Rarely has the aviation industry been so unanimous: last year's handling chaos should not be repeated in 2023. Even after the almost nationwide traffic warning strike by Verdi and EVG, airlines, airports and air traffic control are optimistic that they will be able to cope with the first heavy rush of holidaymakers of the season at the beginning of the Easter holidays. The external circumstances have by no means improved compared to the botched previous year.
"Although airlines and airports are trying to compensate for the shortage of staff and to automate processes, flight operations will certainly not run smoothly," commented, for example, the passenger rights expert Claudia Brosche from the "Flightright" Internet portal. The company thrives on enforcing passenger claims for compensation and was already busy again in 2022 after the failed restart after Corona. Brosche conjures up the danger of renewed warning strikes, which the railway and transport union (EVG) and Verdi have all but ruled out, at least for the start of the Easter travel season.
Even without renewed strikes, it will be difficult enough: After last year's personnel misery, all larger airports hired new people, says Ralph Beisel from the airport association ADV. But there is no location in the green zone, because applicants keep dropping out or not starting their job. After all, the official background check has accelerated in some countries.
Additional problems are to be expected in German airspace, which is controlled by Deutsche Flugsicherung (DFS). In the west, the French pilots, who are willing to go on strike, are reducing the routes, while in the east the Russian war of aggression in Ukraine is continuing to reduce capacities at the NATO border. From June 12th to 23rd, the already heavily used German airspace will also be the scene of the largest air force exercise since the end of the Cold War.

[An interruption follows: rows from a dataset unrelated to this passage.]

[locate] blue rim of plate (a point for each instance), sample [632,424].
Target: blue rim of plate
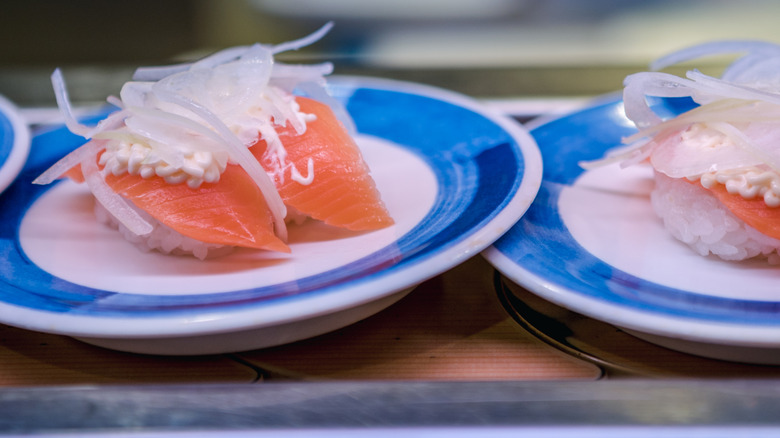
[541,255]
[14,143]
[488,170]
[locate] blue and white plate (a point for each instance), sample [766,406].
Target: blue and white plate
[590,242]
[453,175]
[14,142]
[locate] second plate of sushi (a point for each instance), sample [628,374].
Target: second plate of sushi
[593,240]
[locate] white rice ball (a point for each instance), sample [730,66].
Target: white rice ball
[694,216]
[162,238]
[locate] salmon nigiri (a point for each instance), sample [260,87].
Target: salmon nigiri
[215,154]
[716,166]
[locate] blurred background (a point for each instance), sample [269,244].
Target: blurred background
[485,48]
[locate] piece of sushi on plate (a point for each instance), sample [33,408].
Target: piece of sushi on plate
[221,153]
[716,166]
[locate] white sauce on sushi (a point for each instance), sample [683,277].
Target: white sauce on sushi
[748,181]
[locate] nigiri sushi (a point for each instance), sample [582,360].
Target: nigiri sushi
[223,153]
[716,166]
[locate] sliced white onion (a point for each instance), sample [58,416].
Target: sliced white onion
[303,42]
[105,195]
[713,48]
[63,102]
[238,152]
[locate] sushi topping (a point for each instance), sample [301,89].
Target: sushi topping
[731,138]
[187,122]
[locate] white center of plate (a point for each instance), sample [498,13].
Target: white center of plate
[59,234]
[608,213]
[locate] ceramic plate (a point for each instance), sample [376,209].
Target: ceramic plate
[453,175]
[14,143]
[591,242]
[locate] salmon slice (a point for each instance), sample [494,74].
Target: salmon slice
[342,193]
[233,211]
[753,212]
[229,212]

According to the Bundeswehr, up to 210 aircraft from 18 nations are taking part in the "Air Defender 2023" maneuver, in which, among other things, the transfer of troops from the USA to Europe is practiced.

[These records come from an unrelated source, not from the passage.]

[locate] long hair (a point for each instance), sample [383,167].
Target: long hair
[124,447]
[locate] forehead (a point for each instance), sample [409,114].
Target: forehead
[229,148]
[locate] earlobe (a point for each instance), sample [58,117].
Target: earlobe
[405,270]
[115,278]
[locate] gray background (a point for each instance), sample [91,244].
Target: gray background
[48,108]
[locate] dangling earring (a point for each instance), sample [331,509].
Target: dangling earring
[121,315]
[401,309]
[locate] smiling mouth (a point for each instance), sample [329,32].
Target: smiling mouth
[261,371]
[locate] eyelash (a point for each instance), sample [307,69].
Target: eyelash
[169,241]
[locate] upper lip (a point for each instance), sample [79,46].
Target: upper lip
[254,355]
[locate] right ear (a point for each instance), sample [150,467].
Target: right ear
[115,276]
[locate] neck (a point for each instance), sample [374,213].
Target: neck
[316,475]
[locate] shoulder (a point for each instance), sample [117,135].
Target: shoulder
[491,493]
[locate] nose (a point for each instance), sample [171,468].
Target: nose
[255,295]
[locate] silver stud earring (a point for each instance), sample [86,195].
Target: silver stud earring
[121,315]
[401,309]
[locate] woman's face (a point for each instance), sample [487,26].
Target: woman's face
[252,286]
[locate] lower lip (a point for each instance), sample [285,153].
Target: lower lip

On the way with braked thrust
In an international comparison after Corona, German air traffic is still on the move with slowed down. Compared to the pre-crisis level of 2019, 34.1 percent of the guests were still missing last year. The gap is expected to shrink to around 15 percent this year.

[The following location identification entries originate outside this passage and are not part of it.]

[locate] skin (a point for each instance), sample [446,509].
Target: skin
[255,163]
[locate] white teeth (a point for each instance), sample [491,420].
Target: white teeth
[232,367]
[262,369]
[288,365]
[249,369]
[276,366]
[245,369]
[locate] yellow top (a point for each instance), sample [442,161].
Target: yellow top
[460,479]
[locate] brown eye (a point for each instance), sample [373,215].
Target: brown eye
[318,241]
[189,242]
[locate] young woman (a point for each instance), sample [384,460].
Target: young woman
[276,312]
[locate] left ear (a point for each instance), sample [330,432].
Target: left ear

The capacities in the airspace as well as the staff remain tight, so that in the interaction of the "system partners" it depends on a new honesty, as Beisel says. At all larger airports there are regular rounds of voting in which all those involved have to disclose their actual staffing levels at peak times. Instead of competitive thinking and mutual finger pointing, the goal of smooth air traffic as possible must be pursued together.
The dress rehearsal for this at Frankfurt Airport went horribly wrong last Sunday. The main customer Lufthansa, which accounts for around 70 percent of flight movements at the largest German hub, was only able to process thousands of passengers and pieces of luggage with a delay. Recent IT problems had meanwhile paralyzed the systems.
Critical fiber optic cables severed
The search for the suspected cause at a service provider is still ongoing. According to reports, there should be a different reason than on February 15, when Lufthansa's rented backup systems collapsed after an excavator cut through some important fiber optic cables on a Deutsche Bahn construction site of all places. In Munich, too, before the big Verdi warning strike, there had been considerable operational problems, caused here by air traffic control.
Nevertheless, the Lufthansa Aviation Center is optimistic about the first real endurance test at the start of the travel season. "We are operationally well prepared for the coming weekend," says a spokeswoman. As in the previous year, Germany's largest airline is using a Boeing 747 intercontinental aircraft on the unusual short-haul route to Mallorca at Easter. On the first four Sundays in April, a jumbo flies from Frankfurt to Palma and back, with 150 more passengers on board than the usual Airbus medium-haul aircraft.
The declared goal of the industry is that the Malle jumbos, like all other aircraft, can take off as planned. The German air traffic control (DFS) has significantly reduced the number of maximum flight movements per hour for the two hubs in Frankfurt and Munich. Reliability should be given priority here over the largest possible offer.
Frankfurt will only reach the original benchmark of 104 take-offs and landings again at the end of the travel season in August, as Fraport boss Stefan Schulte announced. An airport spokesman assures that Munich does not see itself hindered in operations by the new upper limit. The Bavarians are expecting around 100,000 passengers from Friday to Sunday, and over 180,000 guests a day at Rhein-Main Airport at the start of the holiday season in Hesse and the surrounding countries. The operators urgently ask the passengers to appear at the airport in good time before departure, with little and well sorted hand luggage.